During issue troubleshooting, it was determined that a single binary log file for a log segment was approximately 7 times normal size. Two of three nodes had replicated these log files. The initial effort was spent in moving these logs aside and subsequently restarting the node with the expectation it would pull log files from other, healthy nodes. This did not happen and manual intervention was necessary. This cascaded throughout the cluster and required multiple node restarts as the transaction was handled manually.

Lessons Learned & Corrective Actions

It was determined that Fauna’s index rebuild method created a single transaction entry consisting of more than 3.5 million writes for a single tenant database.

During the issue itself, a fix that limits the overall size of transactions (previously applied but now expanded in scope) was built and deployed. Internal QoS was disabled via config and internal work to ensure scheduler persistence was deployed.

The engineering team has taken several discrete action items focused on minimising potential downtime should a similar issue ever manifest in the future. This, in particular, is focused on automation of manual activities taken to restore the cluster as well as ensuring the hardening of fixes taken to remove the incident as initially manifested.

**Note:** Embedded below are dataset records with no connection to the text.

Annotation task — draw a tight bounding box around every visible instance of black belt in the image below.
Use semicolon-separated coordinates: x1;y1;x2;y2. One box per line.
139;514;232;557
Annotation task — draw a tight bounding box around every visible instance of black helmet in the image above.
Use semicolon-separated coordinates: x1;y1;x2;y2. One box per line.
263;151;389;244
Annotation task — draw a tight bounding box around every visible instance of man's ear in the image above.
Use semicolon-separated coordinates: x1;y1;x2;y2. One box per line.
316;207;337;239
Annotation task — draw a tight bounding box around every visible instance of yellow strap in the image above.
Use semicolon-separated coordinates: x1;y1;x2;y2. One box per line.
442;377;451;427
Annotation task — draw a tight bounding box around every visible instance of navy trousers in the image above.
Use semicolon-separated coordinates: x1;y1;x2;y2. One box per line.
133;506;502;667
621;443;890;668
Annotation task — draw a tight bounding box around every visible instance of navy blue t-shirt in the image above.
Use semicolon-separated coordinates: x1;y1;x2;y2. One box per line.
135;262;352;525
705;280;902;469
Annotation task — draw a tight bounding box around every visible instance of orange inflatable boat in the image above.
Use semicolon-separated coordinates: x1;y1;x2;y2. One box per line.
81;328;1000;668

Posted Jun 11, 2020 - 14:45 PDT

Resolved
This incident has been resolved.
Posted May 29, 2020 - 17:19 PDT
Monitoring
A cause has been identified and an initial fix has been applied. The Fauna team is actively monitoring the situation as volume continues to ramp to normal levels.
Posted May 29, 2020 - 14:39 PDT
Update
The issue has been identified. A malformed transaction has resulted in degradation throughout the write pipeline. There is no expectation of loss of user data. Remediation for the issue has been identified and is underway.
Posted May 29, 2020 - 13:55 PDT
Identified
The issue has been identified and a fix is being implemented.
Posted May 29, 2020 - 13:16 PDT
Investigating
We are currently investigating this issue.
Posted May 29, 2020 - 13:08 PDT
This incident affected: Global Region Group (FQL API).